2) Social liberalism: a political ideology that seeks to find a balance between individual liberty and social justice like classical liberalism, social liberalism endorses a market economy and the expansion of civil and political rights and liberties, but differs in that it believes the legitimate role of the government includes addressing economic and social issues such as poverty, health care and education. Under social liberalism, the good of the community is viewed as harmonious with the freedom of the individual. Social liberal policies have been widely adopted in much of the capitalist world, particularly following World War II. Social liberal ideas and parties tend to be considered centrist or center-left. The term social liberalism is used to differentiate it from classical liberalism, which dominated political and economic thought for several centuries until social liberalism branched off from it around the Great Depression.

http://en.wikipedia.org/wiki/Social_liberalism

Actually social liberalism branched off way before the Great Depression and this branching off happened in Great Britain and was done by “new liberals” long before Franklin Delano Roosevelt and the Great Depression came along. Wikipedia’s entry on social liberalism goes on to note the historical change in Great Britain:

In the late nineteenth century and early twentieth century, a group of British thinkers, known as the New Liberals, made a case against laissez-faire classical liberalism and argued in favor of state intervention in social, economic, and cultural life. The New Liberals, which included intellectuals like T. H. Green, L. T. Hobhouse, and John A. Hobson, saw individual liberty as something achievable only under favorable social and economic circumstances. In their view, the poverty, squalor and ignorance in which many people lived made it impossible for freedom and individuality to flourish. New Liberals believed that these conditions could be ameliorated only through collective action coordinated by a strong, welfare-oriented and interventionist state.

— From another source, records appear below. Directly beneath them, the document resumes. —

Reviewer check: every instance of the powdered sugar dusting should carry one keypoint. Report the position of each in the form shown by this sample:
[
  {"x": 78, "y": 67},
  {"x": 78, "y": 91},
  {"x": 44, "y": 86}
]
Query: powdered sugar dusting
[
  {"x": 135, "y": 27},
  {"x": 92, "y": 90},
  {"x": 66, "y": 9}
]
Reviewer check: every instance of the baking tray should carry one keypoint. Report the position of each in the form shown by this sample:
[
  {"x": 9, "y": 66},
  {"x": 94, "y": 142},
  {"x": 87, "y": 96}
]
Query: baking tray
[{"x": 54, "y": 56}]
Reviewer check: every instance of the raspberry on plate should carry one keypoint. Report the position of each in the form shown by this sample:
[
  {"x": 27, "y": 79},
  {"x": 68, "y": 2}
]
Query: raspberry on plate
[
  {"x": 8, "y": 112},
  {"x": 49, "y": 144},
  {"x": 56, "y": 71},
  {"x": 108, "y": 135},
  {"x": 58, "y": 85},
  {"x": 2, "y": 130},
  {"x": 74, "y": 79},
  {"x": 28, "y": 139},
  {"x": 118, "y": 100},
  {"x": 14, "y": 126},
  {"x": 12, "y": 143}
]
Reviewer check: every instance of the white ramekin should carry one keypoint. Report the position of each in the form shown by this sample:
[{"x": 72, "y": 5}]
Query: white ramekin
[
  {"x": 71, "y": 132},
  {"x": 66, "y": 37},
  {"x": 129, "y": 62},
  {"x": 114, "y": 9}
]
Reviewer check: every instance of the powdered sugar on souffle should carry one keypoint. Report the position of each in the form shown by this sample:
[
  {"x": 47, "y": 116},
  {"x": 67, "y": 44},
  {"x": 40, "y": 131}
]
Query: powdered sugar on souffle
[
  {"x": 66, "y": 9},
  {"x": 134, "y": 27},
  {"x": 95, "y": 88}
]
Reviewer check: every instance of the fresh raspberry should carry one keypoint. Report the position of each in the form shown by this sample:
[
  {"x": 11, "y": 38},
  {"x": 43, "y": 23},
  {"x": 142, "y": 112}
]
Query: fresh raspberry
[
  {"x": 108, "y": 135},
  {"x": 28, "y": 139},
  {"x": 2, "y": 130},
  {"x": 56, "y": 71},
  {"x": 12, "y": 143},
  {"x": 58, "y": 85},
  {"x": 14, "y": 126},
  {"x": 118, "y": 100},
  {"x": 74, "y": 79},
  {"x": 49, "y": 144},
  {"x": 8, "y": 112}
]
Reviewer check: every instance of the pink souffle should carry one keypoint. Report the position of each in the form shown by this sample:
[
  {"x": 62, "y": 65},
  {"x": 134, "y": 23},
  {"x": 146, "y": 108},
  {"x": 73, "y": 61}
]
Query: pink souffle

I say history provides lessons showing us why words change meaning. The effects of the industrial revolution where workers worked in abusive horrific conditions illustrated that the “liberty” of the capitalist factory or mine owner was at the expense of the liberty of the laborers being abused. The world of industrial capitalism was vastly different from the predominantly agrarian world conceived of by classical liberals and populated by yeoman farmers, shopkeepers, artisans, and small businesses. John D. Rockefeller and his Robber Baron cohorts had new notions of “personal liberty” far beyond the ideas of classical liberals like John Locke or Thomas Jefferson.